Car la réalité contemporaine est toute autre. D’abord, je vous laisserai aller expliquer aux associations culturelles bretonnes contemporaines, musique, chant, danse, édition, cinéma, histoire, qu’elles font le lit du fascisme. Tout le monde reconnaît, et les entreprises bretonnes en premier, que notre mouvement culturel a largement contribué à l’essor de notre économie.
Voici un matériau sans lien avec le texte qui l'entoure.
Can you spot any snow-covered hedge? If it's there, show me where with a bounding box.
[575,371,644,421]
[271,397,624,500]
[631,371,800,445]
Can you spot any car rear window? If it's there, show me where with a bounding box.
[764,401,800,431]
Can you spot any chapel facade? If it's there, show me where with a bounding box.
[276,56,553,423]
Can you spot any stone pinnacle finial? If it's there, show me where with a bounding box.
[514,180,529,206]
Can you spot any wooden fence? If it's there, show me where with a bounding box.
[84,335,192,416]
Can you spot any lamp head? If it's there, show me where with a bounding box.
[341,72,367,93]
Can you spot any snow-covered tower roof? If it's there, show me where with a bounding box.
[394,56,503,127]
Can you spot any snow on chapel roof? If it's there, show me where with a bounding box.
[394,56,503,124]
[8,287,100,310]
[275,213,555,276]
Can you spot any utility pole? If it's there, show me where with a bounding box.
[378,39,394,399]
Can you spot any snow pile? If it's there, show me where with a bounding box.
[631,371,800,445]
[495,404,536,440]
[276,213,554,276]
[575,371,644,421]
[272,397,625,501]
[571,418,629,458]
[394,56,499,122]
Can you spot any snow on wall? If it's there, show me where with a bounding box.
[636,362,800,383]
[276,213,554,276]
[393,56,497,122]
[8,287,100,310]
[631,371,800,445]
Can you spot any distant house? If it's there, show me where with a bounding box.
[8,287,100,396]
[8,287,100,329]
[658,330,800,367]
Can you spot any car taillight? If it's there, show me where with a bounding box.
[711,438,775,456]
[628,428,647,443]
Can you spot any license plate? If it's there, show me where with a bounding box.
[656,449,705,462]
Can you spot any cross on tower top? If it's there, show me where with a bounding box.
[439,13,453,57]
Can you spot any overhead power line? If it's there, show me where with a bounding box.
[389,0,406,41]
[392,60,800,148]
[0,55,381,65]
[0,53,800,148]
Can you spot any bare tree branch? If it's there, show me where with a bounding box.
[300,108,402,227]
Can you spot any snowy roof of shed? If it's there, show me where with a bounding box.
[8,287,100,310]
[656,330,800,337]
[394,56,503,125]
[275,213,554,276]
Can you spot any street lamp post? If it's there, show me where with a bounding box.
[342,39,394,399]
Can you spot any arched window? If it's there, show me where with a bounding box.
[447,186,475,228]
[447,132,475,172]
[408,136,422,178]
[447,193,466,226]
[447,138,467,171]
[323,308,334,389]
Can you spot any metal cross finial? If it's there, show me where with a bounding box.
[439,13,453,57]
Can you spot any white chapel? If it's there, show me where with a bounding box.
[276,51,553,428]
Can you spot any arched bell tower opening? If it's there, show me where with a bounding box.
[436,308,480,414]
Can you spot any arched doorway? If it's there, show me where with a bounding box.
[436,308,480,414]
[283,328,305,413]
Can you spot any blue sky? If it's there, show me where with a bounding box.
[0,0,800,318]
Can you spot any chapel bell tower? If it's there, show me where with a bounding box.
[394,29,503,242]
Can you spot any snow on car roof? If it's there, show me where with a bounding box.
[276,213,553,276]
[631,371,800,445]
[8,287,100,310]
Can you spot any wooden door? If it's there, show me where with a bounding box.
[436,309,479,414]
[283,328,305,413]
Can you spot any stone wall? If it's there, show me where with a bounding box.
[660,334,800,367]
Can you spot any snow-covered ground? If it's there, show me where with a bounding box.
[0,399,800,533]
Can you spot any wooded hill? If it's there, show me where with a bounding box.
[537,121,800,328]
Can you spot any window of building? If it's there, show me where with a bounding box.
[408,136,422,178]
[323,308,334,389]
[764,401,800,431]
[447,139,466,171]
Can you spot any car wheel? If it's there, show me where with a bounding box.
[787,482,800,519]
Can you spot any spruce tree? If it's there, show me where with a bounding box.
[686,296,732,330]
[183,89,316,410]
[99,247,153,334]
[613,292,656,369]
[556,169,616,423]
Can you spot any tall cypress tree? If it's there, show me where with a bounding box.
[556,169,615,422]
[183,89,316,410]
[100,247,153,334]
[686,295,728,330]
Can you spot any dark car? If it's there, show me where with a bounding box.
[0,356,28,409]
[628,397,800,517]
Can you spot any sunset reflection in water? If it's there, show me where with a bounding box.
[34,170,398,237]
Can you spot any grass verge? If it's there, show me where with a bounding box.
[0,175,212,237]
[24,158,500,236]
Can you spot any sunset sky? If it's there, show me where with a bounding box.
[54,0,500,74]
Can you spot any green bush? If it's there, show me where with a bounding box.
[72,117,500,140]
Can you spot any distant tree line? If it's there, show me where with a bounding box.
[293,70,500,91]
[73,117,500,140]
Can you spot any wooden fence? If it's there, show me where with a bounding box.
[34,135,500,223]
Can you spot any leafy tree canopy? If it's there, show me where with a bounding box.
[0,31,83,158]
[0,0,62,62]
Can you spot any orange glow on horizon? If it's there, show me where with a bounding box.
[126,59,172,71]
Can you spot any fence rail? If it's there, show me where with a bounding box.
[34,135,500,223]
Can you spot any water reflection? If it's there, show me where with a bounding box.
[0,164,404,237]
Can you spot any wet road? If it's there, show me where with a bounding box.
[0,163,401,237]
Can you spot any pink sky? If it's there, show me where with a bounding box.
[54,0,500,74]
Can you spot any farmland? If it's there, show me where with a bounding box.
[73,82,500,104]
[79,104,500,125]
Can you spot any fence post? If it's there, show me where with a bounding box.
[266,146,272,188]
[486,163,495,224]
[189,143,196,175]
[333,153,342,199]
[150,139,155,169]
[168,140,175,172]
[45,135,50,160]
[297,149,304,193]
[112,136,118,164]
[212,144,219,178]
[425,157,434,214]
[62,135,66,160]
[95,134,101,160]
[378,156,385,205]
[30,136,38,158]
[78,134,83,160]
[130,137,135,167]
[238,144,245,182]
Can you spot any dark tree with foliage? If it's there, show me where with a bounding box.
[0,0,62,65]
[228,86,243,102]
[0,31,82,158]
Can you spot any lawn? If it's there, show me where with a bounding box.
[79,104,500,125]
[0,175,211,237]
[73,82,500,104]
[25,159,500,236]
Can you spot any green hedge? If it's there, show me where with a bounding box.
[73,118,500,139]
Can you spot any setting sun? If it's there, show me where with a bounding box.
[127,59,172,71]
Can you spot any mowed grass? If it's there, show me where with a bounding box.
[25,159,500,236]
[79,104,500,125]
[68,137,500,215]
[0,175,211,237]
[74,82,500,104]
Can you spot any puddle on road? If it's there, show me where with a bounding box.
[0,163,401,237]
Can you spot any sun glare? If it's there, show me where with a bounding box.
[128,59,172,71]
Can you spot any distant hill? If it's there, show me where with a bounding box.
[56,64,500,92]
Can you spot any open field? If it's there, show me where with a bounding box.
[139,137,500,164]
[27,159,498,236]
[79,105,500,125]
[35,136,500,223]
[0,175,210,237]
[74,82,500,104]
Ensuite, je vous laisserai expliquer aux Ecossais, aux Gallois, aux Catalans, aux Lombards, aux Toscans aux Galiciens, aux Asturiens, à toutes ces régions autonomes d’Europe, que leur parlement régional est un foyer de nazisme, et enfin que ceux qui militent aujourd’hui pour plus d’autonomie économique et politique, bref pour plus de responsabilités, soient des nostalgiques des bruits de bottes et du passé. Bien au contraire ce sont les éclaireurs, car la Bretagne d’aujourd’hui, amputée arbitrairement de son département le plus industrialisé et de sa porte vers le large, menacée d’une disparition programmée dans un grand ouest artificiel, est encore en 2004, soumise comme les autres régions de France, au centralisme outrancier de cet etat-nation à bout de souffle, ce pays dont l’organisation complètement obsolète ne répond plus aux exigences de réactivité du monde moderne, qui par ses corporatismes bloqués, son refus de la reforme, son endettement public, son niveau de prélèvement fiscal, son refus d’une véritable décentralisation, nous place chaque jour davantage hors jeux dans le concert des grandes régions européennes autonomes.
Et c’est justement ce pays, condamné chaque année pour de multiples infractions aux règles européennes, dans le domaine économique comme dans celui des droits de l’homme ( bien qu’il s’en autoproclame le champion) qui nous représente à Bruxelles ! Vous pourriez faire remarquer à vos lecteurs que si les entreprises quittent la Bretagne, c’est peut être qu’elles quittent d’abord le système français et que si nous avions les leviers politiques et économiques en main, nous aurions sûrement des réponses plus adaptées. Passer d’une logique de resto du cœur à celle de création d’entreprise, n’est pas chose facile, c’est une véritable psychothérapie
Voilà ce à quoi vous devriez œuvrer, au lieu de vous confiner dans des missions de déstabilisation et dévalorisation des esprits et des valeurs qui ont fait la réputation des bretons de part le monde. Vous accompliriez alors une action critique, positive et utile tant au niveau régional que national.
Le monde de la presse nous clame et nous réclame chaque jour sa liberté d’expression. Alors saisissez là, cette liberté : pour instruire, éclairer, élever le debat, et non pour l’obscurcir.